Но Александр Заволокин уже углубился в космогонию доктора Тишкова, в это запойное мифотворчество любой ценой, художественную сумятицу, сваленные в одну кучу объекты, картины, стихи, альбомы и книги – всё на алтарь воображаемого храма, возводимого Лёней во славу придуманных им существ: даблоидов, водолазов, стомаков, чурок, карликов и живущих в хоботах. Даже маленькие почеркушки, выполненные Лёниной, как нам казалось, неуклюжей рукой, вызвали у него взрыв восторга.
Он и стал его первым коллекционером. А это много значит для художника – коллекционер. Без коллекционера художник вроде бы одинокий еж, который носит свои яблоки на спине туда-сюда, и нужны они только ему самому, а тут – появился меценат, который покупает работы, отправляет их к себе в портфель, словно охотник отправляет в ягдташ подстреленного вальдшнепа.
– Будем делать большую выставку! – сказал, уходя, Заволокин. – Что нужно?
Лёня предложил напечатать невиданную книгу и назвать ее “Желудок в печали”.
Он достал из-под дивана длинную бархатную кишку, высоко поднял над головой, словно Лаокоон, борющийся с удавом, и закричал:
– Видишь? Видишь? Из прямой кишки торчат ступни? Это что, как ты думаешь? Там человек прячется или это его собственные ноги? Ни то и ни другое, – это Стомак. Новое мое существо! А всех остальных я покажу в следующий раз, потому что у тебя может сложиться мнение, что я не знаю чувства меры.
Саша, не сходя с места, отвалил сто долларов на оплату печатника. Лёня нарисовал проект книги – всего двадцать пять экземпляров, цветная литография, каждая книга будет подписана и уложена в коробку.
– Коробки я беру на себя, – сказал Заволокин, зажигаясь.
С огромным энтузиазмом он взялся за это дело: отправился в “Детский мир” в отдел “Всё для школьного труда”, купил двадцать пять деревянных коробок с чертежным набором.
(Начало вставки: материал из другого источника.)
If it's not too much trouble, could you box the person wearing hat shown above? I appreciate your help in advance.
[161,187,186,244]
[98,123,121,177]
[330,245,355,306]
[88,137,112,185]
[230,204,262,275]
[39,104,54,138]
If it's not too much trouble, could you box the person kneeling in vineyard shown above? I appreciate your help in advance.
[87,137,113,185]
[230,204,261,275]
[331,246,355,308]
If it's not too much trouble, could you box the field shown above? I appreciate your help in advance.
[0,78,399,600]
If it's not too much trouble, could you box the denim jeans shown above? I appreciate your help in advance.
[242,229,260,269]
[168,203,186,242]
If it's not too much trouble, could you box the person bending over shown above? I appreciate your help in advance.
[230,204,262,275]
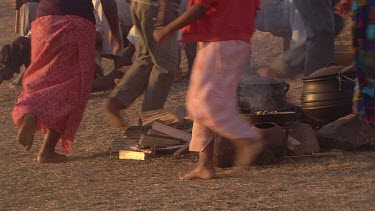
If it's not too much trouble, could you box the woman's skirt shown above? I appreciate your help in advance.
[12,15,95,152]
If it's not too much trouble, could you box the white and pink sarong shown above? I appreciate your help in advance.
[186,40,258,152]
[12,15,95,152]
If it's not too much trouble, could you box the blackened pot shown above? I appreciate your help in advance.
[238,76,289,112]
[301,66,355,123]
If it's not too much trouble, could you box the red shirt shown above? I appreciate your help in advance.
[182,0,259,43]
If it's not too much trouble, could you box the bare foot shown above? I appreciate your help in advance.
[227,139,264,174]
[17,114,36,151]
[36,152,68,163]
[180,167,216,180]
[104,99,126,127]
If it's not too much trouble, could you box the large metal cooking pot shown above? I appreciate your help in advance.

Линейки, угольник и прочую лабуду выбросил тут же, завернув за угол магазина, а сами коробки собственноручно покрыл морилкой, навощил и отполировал.
Через неделю он приволок Лёне сумку этих коробок, пахнувших табаком и сандалом, и с гордостью водрузил их на стол. Коробки ослепительной красоты. Они переливались марсом коричневым, коньячным, оливковым и горчичным – излюбленными цветами Брейгеля Старшего, Гальса, Класа де Вельде и других голландских мастеров. При этом крышки скользили в пазах, как Плющенко на льду, без задоринки и скрипа.
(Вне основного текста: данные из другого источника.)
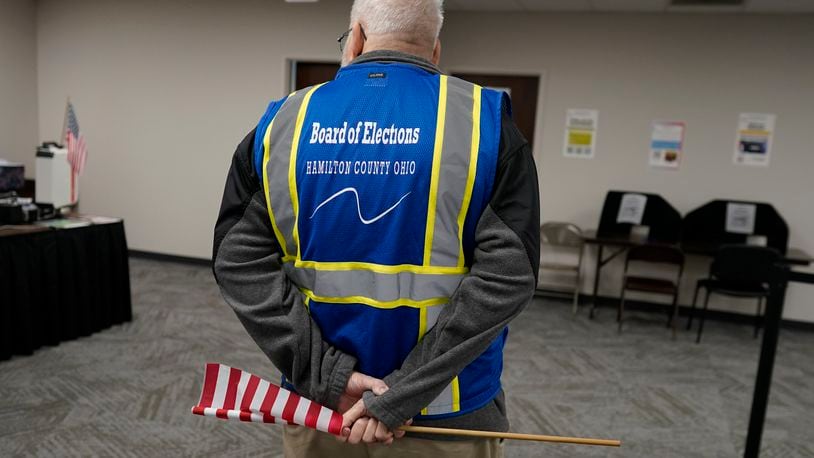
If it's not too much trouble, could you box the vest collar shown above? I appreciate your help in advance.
[351,50,442,74]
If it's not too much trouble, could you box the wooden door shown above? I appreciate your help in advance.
[291,61,339,91]
[453,73,540,147]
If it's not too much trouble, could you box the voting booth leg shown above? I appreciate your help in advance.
[743,268,787,458]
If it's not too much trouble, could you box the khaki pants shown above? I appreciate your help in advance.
[283,426,503,458]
На диване уже разложены были и ждали своего звездного часа свежеотпечатанные листы новой книги с Лёниными рисунками и стихами.
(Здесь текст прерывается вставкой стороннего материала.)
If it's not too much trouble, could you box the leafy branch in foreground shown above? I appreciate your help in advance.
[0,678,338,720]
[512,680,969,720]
На развороте цветная литография человека с пробиркой, переплывающего озеро на огромном желудке. На противоположном берегу расцветают георгинами почки на мочеточниках. На последней странице надпись:
– Продавать ее будем на открытии, поставим цену – сто долларов! – возбужденно произнес Лёня, когда увидел столь неподражаемые коробки[5]
.– Да в таких коробках у нас и дороже купят, но не будем рисковать, – добавил он.
Галерею устроили в здании бывшего Моспроекта. Заволокину отдали первый этаж – огромный зал с квадратными колоннами и множеством закутков. В одном закутке хранились работы художников, в другом – чтобы согреться и набраться храбрости, пили чай и кое-что покрепче бродяги-художники, готовые вверить Саше свои судьбы. Наконец-то они прибились к пирсу надежного порта в тихой гавани, где им не дадут пропасть. Всех, в том числе сирых и убогих, Заволокин рано или поздно предполагал пригреть на своей груди, когда-нибудь да выставить и приголубить. Он разводил пары, поднимал якоря и вывешивал сигнальные огни.
Объединенными усилиями Саша с Лёней начали готовить большущую выставку.
– Вези всё, что есть в мастерской, – ликовал Заволокин. – Пространство позволяет!